Persoalan ketimpangan tidak hanya menyangkut masalah
pendapatan dan kekayaan. Ketimpangan pada strukturnya adalah mengenai
kekuasaan. Joseph Stiglitz menyimpulkan dalam The Great Devide (2015),
sesungguhnya ketimpangan adalah gejala sadar yang sengaja diciptakan oleh
kaum elit, yang menerima manfaat paling besar dari tatanan itu.
Secara struktural proses tersebut terjadi, sehingga sulit
untuk dihilangkan. Karena itu, ketimpangan ekonomi menyebabkan ketimpangan
kekuasaan dalam hal siapa yang membuat aturan, siapa yang menguasai modal dan
sumberdaya, dan siapa yang dapat menantang status quo.
Ketidakseimbangan kekuasaan yang berakibat pada
ketimpangan yang lebar antara kelompok kaya dan kelompok lain semakin
melanggengkan ketimpangan. Mereka yang berada di atas memiliki akses
istimewa, dan pengaruh pada proses pengambilan keputusan yang dimanfaatkan
agar perekonomian dan berbagai kebijakan dapat melayani kepentingan mereka.

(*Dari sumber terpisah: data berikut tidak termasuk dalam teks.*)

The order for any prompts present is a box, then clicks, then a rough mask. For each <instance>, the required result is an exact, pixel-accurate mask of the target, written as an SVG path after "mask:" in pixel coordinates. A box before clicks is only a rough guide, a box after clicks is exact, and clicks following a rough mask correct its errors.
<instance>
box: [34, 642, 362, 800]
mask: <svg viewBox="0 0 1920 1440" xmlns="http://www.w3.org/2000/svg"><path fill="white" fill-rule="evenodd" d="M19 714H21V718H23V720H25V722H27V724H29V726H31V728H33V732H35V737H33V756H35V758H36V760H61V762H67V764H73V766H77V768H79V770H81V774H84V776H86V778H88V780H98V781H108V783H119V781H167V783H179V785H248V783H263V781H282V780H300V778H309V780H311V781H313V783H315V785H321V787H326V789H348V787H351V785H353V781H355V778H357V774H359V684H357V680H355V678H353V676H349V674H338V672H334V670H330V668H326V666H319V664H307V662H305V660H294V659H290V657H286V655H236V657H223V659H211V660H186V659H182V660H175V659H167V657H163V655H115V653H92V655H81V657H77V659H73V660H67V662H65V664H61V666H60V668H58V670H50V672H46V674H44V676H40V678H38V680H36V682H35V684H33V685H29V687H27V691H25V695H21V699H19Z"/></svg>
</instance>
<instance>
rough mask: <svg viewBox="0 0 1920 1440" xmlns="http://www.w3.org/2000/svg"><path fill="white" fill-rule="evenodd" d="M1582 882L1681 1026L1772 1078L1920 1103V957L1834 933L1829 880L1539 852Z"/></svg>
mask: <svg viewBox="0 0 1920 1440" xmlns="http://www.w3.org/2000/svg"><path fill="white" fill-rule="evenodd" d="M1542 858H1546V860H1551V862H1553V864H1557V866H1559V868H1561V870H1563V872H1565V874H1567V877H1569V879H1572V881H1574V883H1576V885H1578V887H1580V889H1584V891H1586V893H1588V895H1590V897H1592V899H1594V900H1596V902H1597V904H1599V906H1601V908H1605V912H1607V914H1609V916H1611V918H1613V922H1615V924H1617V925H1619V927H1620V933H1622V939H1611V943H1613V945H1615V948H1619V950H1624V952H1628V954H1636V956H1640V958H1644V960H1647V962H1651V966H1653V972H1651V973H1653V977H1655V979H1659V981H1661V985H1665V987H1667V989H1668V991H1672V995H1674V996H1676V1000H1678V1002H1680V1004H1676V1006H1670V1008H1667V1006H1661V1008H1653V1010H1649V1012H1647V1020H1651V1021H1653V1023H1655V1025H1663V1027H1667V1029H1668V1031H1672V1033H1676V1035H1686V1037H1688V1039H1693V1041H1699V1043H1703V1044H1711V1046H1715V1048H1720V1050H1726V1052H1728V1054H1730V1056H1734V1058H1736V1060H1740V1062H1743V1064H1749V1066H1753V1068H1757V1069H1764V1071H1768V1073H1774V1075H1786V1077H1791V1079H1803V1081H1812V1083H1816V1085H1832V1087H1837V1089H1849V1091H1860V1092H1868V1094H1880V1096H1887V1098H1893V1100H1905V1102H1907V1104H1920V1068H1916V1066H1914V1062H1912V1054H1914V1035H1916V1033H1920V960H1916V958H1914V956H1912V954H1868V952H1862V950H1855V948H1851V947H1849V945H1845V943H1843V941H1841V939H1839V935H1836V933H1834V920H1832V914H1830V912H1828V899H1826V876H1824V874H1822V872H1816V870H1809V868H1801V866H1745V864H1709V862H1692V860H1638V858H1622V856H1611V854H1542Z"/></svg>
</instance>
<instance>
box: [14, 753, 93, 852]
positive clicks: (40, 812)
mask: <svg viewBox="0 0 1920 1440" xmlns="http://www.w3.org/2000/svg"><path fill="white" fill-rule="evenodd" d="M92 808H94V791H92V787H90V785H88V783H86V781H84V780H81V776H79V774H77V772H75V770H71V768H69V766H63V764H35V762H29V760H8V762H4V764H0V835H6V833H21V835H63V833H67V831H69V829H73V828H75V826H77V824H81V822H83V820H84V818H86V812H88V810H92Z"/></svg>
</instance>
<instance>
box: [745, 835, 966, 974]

Adapun kepentingan orang-orang yang berada di bawah
cenderung tidak dihiraukan. Hal ini pada gilirannya berakibat pada
ketidakstabilan sosial. Pasalnya, ruang politik dan ekonomi digunakan untuk
memenuhi kepentingan segelintir orang daripada kepentingan banyak orang.
Indonesia adalah bangsa yang tengah digerogoti sumber
alamnya dan dihisap kekayaannya untuk ditimbun orang-orang serakah. Padahal,
semestinya seluruh potensi dan hasil kekayaan alam menjadi sumber pendapatan
utama negara yang ditujukan untuk kepentingan rakyat, bukannya kepentingan
pemilik modal belaka.
Jumlah miliuner meningkat dari 1 pada 2002 menjadi 20 pada
2016. Kelompok ini meraup dua pertiga hasil kekayaannya dari praktik bisnis
kronisme, yang dimungkinkan karena kedekatan dengan penguasa. Tak heran,
Crony Capitalism Index Indonesia bertengger di peringkat ketujuh dunia.
Dengan praktik seperti itulah rakyat miskin hidup, dan
menonton sinetron kehidupan kaum elit. Meningkatnya jumlah miliuner sangat
kontras dengan kemiskinan yang tak kunjung terselesaikan. Tetaplah sejati,
akar masalah ketimpangan ialah kemiskinan.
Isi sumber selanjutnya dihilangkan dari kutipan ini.